Creating High-Value Media

How to Realign Media

The most constructive type of criticism is building an alternative. Yes, deconstruct the establishment. Use every verbal, technical, and monetary weapon we have. That is extremely important. But build something better. It is incumbent on us to build something better.

We need a different form of media all about relevance and skill building, an optimal information diet. What skills do you actually want to build?

The media you consume changes the decisions you make.

The technology you have changes the decisions you can make.

Creating High-Value Media

Technology has recently been focused on software, but we should focus more on how media can increase people’s skills and abilities. One path is creating media to help people create wealth. DIY YouTube videos are simple examples. The entire West Coast media ecosystem getting created now is implicitly focused on this. It's all about technology, building your business, and improving yourself.
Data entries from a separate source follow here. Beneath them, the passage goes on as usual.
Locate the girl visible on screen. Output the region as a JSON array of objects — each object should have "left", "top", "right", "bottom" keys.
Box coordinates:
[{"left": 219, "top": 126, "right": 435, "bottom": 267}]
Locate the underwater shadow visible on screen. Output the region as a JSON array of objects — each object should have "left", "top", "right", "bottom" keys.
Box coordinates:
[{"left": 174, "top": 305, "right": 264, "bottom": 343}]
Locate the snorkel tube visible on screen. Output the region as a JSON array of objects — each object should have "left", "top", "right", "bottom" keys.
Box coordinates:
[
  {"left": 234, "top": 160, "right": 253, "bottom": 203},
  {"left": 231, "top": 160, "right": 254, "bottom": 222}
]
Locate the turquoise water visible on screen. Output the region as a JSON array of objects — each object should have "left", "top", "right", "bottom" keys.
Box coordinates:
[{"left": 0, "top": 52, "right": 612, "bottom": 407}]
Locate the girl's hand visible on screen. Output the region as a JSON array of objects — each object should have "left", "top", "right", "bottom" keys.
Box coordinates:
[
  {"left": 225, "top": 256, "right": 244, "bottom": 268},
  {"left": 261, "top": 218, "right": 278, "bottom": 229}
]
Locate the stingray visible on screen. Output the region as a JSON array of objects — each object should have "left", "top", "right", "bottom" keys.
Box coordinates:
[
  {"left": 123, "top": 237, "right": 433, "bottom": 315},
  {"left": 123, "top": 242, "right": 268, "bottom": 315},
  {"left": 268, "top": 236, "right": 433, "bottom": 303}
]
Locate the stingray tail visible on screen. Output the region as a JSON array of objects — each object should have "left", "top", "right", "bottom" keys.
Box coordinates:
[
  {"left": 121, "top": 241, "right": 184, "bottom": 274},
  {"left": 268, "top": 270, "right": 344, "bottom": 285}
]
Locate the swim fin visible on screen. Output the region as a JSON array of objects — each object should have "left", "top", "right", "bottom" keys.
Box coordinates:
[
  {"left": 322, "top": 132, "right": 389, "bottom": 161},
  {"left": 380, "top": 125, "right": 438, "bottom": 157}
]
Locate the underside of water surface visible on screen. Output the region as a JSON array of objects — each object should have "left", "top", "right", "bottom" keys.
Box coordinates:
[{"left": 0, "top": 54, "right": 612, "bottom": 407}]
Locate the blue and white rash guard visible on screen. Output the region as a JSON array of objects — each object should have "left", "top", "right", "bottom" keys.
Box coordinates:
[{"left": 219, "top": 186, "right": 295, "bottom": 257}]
Maybe the new local news is by intellectual vertical, rather than geographic area.

This is not about monetizing a large mass of people. It is about serving people who really need to understand and comprehend an idea.

Imagine a site maintaining up-to-date information on 3D printing technology and all the companies in the industry, almost like an investment research report. A reader’s goal may be to make an investment, join a company, or download a new program to start something or build something. This is a production-versus-consumption focus.
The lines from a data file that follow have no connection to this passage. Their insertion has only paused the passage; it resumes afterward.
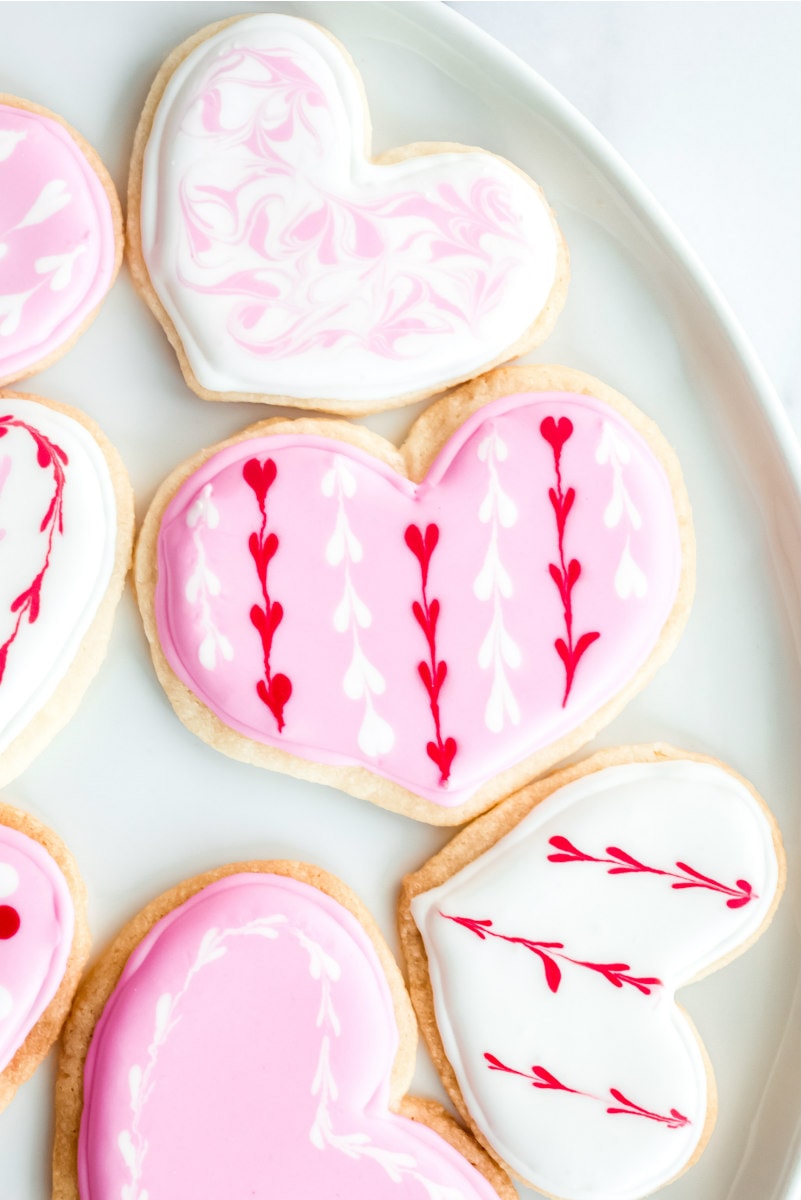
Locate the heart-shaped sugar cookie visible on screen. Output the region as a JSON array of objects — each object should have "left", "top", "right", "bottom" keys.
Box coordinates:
[
  {"left": 137, "top": 368, "right": 692, "bottom": 823},
  {"left": 128, "top": 13, "right": 567, "bottom": 414},
  {"left": 0, "top": 804, "right": 89, "bottom": 1109},
  {"left": 0, "top": 94, "right": 122, "bottom": 385},
  {"left": 0, "top": 392, "right": 133, "bottom": 785},
  {"left": 401, "top": 746, "right": 784, "bottom": 1200},
  {"left": 54, "top": 863, "right": 514, "bottom": 1200}
]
In reading this new type of media, you do not care about the headline, because reading the headline alone is not enough to do something. The real question is, what is the intent of people looking at this media? People who are consuming media just to be entertained do not have the incentive to actually understand something deeply.

The kind of media you want to consume when you consider your own performance is going to have a different business model than legacy media.

Journalist Gautham Nagesh said, "Content is a lousy business to be in, unless you've got information worth paying for." Put mathematically: differential profits from acting on an article must routinely exceed the differential cost of purchasing that information.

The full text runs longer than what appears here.